In the first week of May, the death toll continues to rise, with 63 civilian casualties documented by the UNHCHR in Yemen, including six deaths and 57 people injured.

“Recent attacks against sites located in densely populated areas, including May 7 airstrikes against the presidential office in Sanaa, raise serious doubts about respect for the principles of precaution, distinction and proportionality in international humanitarian law,” said UNHCHR spokesperson, Ravina Shamdasani, at a UN briefing in Geneva last week.

In Alrakah village, the little boy Sameeh Ali Damman, small, slim and wearing painful expression, received us in his family’s small house.

Sameeh is still in shock after he lost his father, the 35-year-old chief of the popular musicians band, in the airstrike on the wedding party last month.

The little boy was seen in a heartbreaking footage recorded immediately after the airstrike by some residents and survivors’ cell phones.

Sameeh appeared in the footage as covered with dust of the airstrike while hugging his bleeding father in the rubble. He refused the rescue workers or the residents to take the body of his deceased father for burial.

According to the residents, after many attempts by the rescuers and elder villagers to convince Sameeh, he eventually agreed after 24 hours to lift his both hands from the body of his father and allowed residents to bury him.

In the footage, the little boy apparently did not understand that his father had died.
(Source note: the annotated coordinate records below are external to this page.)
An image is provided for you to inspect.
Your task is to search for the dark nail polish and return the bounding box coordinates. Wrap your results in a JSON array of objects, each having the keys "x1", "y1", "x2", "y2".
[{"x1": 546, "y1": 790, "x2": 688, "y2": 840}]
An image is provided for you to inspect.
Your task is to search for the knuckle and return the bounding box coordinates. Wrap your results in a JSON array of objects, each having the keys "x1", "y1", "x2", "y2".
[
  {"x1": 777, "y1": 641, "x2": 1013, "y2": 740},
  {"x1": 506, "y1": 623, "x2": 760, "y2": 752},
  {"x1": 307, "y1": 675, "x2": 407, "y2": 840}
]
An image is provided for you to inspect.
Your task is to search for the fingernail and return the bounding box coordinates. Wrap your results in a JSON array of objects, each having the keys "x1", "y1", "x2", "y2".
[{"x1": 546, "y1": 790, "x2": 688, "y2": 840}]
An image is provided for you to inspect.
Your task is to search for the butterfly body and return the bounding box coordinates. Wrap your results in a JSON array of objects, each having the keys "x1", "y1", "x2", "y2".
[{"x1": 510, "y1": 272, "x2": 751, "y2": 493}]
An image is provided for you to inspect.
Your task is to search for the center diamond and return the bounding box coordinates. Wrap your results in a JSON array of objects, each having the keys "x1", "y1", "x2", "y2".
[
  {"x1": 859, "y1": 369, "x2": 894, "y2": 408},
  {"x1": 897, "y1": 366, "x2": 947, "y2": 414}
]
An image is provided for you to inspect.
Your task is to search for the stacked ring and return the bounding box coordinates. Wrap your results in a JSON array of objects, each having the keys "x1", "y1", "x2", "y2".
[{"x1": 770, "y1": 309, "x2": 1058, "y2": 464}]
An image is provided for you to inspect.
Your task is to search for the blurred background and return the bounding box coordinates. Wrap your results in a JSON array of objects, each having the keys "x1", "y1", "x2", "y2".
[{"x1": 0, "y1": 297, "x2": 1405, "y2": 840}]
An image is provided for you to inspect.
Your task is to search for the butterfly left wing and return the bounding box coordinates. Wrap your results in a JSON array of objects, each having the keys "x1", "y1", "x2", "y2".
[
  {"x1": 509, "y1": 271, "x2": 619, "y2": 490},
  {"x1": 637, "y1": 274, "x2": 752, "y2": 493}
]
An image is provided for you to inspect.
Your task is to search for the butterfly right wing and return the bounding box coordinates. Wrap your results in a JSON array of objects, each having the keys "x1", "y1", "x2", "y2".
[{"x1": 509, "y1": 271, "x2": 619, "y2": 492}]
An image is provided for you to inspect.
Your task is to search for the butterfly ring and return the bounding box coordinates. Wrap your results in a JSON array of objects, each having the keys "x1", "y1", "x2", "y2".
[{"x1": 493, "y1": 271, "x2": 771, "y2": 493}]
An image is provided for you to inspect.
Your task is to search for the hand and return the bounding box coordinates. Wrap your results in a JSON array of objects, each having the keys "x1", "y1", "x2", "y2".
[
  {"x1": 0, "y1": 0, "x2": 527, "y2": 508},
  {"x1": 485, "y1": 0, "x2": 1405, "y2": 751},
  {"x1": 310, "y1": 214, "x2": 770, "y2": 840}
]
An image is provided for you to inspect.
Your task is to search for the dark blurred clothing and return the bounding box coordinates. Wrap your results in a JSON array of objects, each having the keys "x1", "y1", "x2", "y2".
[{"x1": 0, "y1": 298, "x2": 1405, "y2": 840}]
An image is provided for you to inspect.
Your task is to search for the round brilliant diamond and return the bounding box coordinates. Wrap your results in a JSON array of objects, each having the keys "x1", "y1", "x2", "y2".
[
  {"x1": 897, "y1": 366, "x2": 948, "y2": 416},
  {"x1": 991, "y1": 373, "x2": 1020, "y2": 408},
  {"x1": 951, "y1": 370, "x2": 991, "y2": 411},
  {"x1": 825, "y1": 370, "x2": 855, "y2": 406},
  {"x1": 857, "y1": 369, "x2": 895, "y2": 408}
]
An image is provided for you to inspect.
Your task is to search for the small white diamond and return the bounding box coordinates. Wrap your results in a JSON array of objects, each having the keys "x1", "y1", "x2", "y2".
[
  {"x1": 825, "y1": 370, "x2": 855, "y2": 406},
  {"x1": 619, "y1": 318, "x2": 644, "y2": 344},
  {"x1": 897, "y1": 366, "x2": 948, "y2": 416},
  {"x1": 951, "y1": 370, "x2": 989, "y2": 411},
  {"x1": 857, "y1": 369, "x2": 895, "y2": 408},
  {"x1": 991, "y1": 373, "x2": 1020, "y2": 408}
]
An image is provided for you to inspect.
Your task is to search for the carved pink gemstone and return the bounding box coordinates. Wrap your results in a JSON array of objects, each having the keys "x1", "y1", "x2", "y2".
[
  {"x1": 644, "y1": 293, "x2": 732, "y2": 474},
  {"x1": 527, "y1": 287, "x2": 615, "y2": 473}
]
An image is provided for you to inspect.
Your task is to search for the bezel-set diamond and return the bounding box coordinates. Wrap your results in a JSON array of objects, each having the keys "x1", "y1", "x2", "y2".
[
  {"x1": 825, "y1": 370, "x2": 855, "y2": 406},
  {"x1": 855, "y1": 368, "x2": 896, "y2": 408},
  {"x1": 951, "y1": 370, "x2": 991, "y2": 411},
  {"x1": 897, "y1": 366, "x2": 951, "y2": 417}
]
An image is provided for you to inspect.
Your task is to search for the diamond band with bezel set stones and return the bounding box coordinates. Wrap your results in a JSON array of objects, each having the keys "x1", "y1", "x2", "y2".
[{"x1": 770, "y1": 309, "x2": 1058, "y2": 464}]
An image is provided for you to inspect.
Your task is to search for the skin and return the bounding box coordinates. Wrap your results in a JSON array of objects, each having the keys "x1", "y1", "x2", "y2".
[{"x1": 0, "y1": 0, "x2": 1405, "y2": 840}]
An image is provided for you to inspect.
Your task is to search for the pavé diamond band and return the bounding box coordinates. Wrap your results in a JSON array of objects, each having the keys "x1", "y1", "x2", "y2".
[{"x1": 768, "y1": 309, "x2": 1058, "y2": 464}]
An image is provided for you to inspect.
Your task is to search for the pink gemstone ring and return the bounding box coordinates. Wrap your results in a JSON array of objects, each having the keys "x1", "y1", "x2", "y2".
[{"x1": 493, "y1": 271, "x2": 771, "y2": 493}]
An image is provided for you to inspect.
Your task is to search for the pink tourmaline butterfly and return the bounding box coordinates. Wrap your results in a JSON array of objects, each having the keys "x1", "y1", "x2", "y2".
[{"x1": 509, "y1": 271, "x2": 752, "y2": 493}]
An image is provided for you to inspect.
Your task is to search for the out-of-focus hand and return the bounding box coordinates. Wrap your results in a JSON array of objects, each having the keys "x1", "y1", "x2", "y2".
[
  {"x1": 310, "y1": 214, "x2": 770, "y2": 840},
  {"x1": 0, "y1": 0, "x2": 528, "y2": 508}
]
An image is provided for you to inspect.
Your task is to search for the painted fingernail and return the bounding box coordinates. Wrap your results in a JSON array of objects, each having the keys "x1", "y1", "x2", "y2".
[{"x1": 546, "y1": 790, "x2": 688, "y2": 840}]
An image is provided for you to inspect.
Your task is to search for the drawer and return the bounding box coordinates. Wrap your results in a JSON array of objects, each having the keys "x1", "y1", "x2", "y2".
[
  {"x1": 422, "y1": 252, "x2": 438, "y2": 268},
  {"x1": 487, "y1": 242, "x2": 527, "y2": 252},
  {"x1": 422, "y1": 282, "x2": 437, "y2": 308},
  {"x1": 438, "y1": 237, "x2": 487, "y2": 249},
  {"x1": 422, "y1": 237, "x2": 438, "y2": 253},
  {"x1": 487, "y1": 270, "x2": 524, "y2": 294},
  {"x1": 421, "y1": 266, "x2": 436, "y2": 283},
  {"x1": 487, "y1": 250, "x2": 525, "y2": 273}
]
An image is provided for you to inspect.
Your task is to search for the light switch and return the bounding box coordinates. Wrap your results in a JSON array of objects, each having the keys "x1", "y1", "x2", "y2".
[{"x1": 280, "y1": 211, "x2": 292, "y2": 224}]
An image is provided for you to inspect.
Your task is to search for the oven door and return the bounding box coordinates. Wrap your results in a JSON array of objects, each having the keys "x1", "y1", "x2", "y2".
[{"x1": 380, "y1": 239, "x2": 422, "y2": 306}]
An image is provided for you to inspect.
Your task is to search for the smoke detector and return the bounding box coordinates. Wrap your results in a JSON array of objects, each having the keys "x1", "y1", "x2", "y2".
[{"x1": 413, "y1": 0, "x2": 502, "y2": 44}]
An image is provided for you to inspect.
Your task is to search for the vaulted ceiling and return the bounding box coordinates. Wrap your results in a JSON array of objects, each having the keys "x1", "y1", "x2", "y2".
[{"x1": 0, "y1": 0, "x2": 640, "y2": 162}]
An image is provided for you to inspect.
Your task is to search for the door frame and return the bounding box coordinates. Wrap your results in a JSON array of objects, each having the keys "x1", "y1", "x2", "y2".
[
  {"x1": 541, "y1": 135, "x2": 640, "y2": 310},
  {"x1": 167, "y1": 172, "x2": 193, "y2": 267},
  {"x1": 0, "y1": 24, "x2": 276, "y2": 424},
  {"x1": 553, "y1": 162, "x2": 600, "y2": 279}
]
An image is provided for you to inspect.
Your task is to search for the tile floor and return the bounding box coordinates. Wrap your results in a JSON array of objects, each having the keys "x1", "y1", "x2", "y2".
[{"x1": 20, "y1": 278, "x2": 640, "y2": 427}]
Instead, he kept crying and shouting loudly to his father’s ear during the whole night: “Dad … dad wake up, let’s go home.”

The disturbing footage went viral on social media, in which little Sameeh became a symbol of the horror of the war.

The war, which entered its fourth year, has killed more than 10,000 Yemenis, mostly civilians, and displaced 3 million others.

The United Nations has listed Yemen as the country of the world’s most serious humanitarian crisis, where 7 million Yemenis on the brink of famine and cholera epidemic has caused more than 2,000 deaths.

For little Sameeh, the airstrike has more likely ruined his craving for playing with kids.

Sitting beside his mother Sho’eyah, newly-born brother Julaibib, youngest sister Yamamah and eldest sister Kalimat, little Sameeh seems somewhat abstracted, and not able to talk much, but few words he kept repeating: “the plane killed my father.”

The 35-year-old mother said her neighbors told her about the death of her husband Ali that night.

“I was pregnant for nine months then, when I heard the news, I fell in coma … then my female neighbors woke me up and I felt the pains of giving birth,” the mother, Sho’eyah, recalled.

“Julaibib was born one hour after his father Ali was killed in the airstrike that night,” she said. “His father did not see him, and he will never see his father.